Райнмар хотел последовать за ним, Тангейзер покачал головой.
– В бою – да, – сказал он, – будешь прикрывать мне спину. А сейчас… я же не француз, которому нужны слуги на каждый чих? И не англичанин, что вообще-то те же французы. Немецкие рыцари сами приучены снимать сапоги.
– Но вдруг бой? – возразил Райнмар.
– Мир подписан с самим султаном, – напомнил Тангейзер. – Кто не послушается – тот будет повешен немедленно. С нашей или их стороны.
Они с Константином выехали в ночь, спасаясь от дневной жары, палящего солнца и нещадного блеска, от которого дуреешь в первые же минуты после пробуждения, а он все так же бьет не только с раскаленного небосвода, но отражается и преломляется многократно в крупнозернистом песке и злорадно целит в глаза миллионами острых лучиков из-под конских копыт.
Луна поднялась на диво маленькая, жалобная, как робкая девочка, их тут выдают замуж совсем детьми, однако поднятая за шумный день пыль уже улеглась обратно, воздух чист и прозрачен. Глаза быстро привыкли к рассеянному призрачному свету.
Когда оставили за спиной Иерусалим, Константин обернулся и указал на стену, что вся из огромных блоков белого камня, но в самом низу два то ли раскрошились, то ли выпали, получился проход.
– Угадай, – сказал он с усмешкой, – что это?
Тангейзер буркнул:
– Дыра…
– Что за дыра?
– Ну, – ответил Тангейзер, – можно сказать, вход для своих. Если же враг попытается, то здесь проходить можно только по одному, их всех будут убивать легко и просто.
– Хорошо, – сказал Константин поощрительно. – Наконец-то слышу воина, а не, прости Господи за бранное слово, поэта!..
– Значит, я прав?
Константин сдвинул плечами.
– Кто знает.

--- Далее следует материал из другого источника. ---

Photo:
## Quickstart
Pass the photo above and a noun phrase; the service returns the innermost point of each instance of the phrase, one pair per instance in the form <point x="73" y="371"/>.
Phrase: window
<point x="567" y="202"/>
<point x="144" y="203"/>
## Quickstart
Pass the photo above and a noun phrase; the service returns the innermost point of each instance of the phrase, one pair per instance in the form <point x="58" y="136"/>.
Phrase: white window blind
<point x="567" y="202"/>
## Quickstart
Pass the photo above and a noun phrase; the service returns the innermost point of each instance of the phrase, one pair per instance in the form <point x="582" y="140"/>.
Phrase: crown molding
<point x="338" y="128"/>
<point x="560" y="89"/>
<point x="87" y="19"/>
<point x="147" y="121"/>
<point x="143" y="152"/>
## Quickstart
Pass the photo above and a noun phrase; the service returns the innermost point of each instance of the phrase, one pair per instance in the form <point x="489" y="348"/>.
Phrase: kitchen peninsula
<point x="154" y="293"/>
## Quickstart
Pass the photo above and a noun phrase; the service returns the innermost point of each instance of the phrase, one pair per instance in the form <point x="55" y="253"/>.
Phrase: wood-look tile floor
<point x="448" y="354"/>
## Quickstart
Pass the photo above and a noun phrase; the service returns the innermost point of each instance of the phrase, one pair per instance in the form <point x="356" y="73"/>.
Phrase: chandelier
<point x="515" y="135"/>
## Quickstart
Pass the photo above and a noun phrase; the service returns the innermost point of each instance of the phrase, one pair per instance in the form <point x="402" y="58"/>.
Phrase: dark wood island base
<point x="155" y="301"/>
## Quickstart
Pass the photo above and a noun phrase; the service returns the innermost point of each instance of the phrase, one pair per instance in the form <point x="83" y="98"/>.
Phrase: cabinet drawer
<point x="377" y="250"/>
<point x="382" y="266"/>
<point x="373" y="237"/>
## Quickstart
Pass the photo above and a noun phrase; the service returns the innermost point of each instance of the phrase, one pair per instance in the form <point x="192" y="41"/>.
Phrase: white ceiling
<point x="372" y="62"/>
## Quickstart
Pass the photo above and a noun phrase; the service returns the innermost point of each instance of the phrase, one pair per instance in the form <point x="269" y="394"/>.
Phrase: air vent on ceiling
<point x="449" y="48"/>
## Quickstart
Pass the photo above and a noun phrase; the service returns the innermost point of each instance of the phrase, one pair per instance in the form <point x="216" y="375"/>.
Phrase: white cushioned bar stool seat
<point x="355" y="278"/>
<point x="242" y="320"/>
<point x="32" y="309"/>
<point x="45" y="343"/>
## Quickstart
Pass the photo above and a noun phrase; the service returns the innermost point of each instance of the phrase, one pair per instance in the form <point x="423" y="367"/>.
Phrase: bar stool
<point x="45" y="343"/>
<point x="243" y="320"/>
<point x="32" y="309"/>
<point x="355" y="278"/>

Просто эти ворота называются «Игольное Ушко». Иисус, когда посмотрел на них, сказал: «Удобнее верблюду пройти сквозь игольное ушко, нежели богатому войти в Царство Божие».
Тангейзер повернулся в седле, рассматривая тесный проход. В самом деле там может протиснуться только верблюд без всадника и тюков. И если верблюду нужно освободиться от своего груза, с ним не войдет в Иерусалим, то и человек должен оставить все богатства…
– Я пройду, – сказал он. – Даже бока не обдеру!
– Уверен?
– Да! Я уже полностью потерял свое поместье в Германии.
Константин поморщился.
– Мечтай-мечтай.
– Правда, – сказал Тангейзер. – У меня только этот меч, доспехи и верный конь.
– А грехи? – напомнил Константин язвительно. – А это такая поклажа, которую просто так не сбросишь, как богатство!.. Грехи – это часть тебя, их отдирать долго и трудно.
– Да? А священник отпускает их легко.